Now in spring, with corn and soybeans soon to be planted, the Farm Boy is itchy again.
That's the way Dave Legvold described himself the other day — Farm Boy — while recalling the move he made with his family in 1976 from Bloomington to the relative hinterlands near Northfield.
"I grew up on a Rice County dairy farm and just wanted to get back to farming,'' Legvold said. "So after we moved from Bloomington we lived in a trailer house on the farmland we bought while I built our house.''
Legvold, 74, was honored recently by Gov. Mark Dayton for his innovative and persistent conservation efforts on the approximately 800 acres he farms, about two-thirds of it rented.
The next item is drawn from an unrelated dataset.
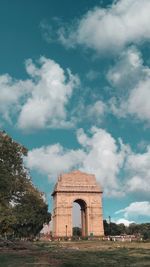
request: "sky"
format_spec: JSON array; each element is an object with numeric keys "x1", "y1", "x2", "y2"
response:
[{"x1": 0, "y1": 0, "x2": 150, "y2": 227}]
A teacher of environmental studies, science and physical education in the Richfield School District for 35 years, Legvold and his wife, Ruth, believed a move from the suburbs to the country would be good not only for them but for their sons, Michael and Mark, who at the time were in grade school and kindergarten, respectively.
In addition to teaching, and for many years farming while he taught, Legvold has been education director at Eagle Bluff Environmental Learning Center and executive director of the Cannon River Watershed Partnership.
Yet he seems uninterested in retiring. "Jump in,'' he said, inviting a visitor to join him and two of his family's three golden retrievers in an all-terrain vehicle for a tour of the home place.
Energetic in the manner of an evangelist, yet as politely reserved as a Norwegian farmer is expected to be, Legvold for many years has tilled the soil with conservation in mind.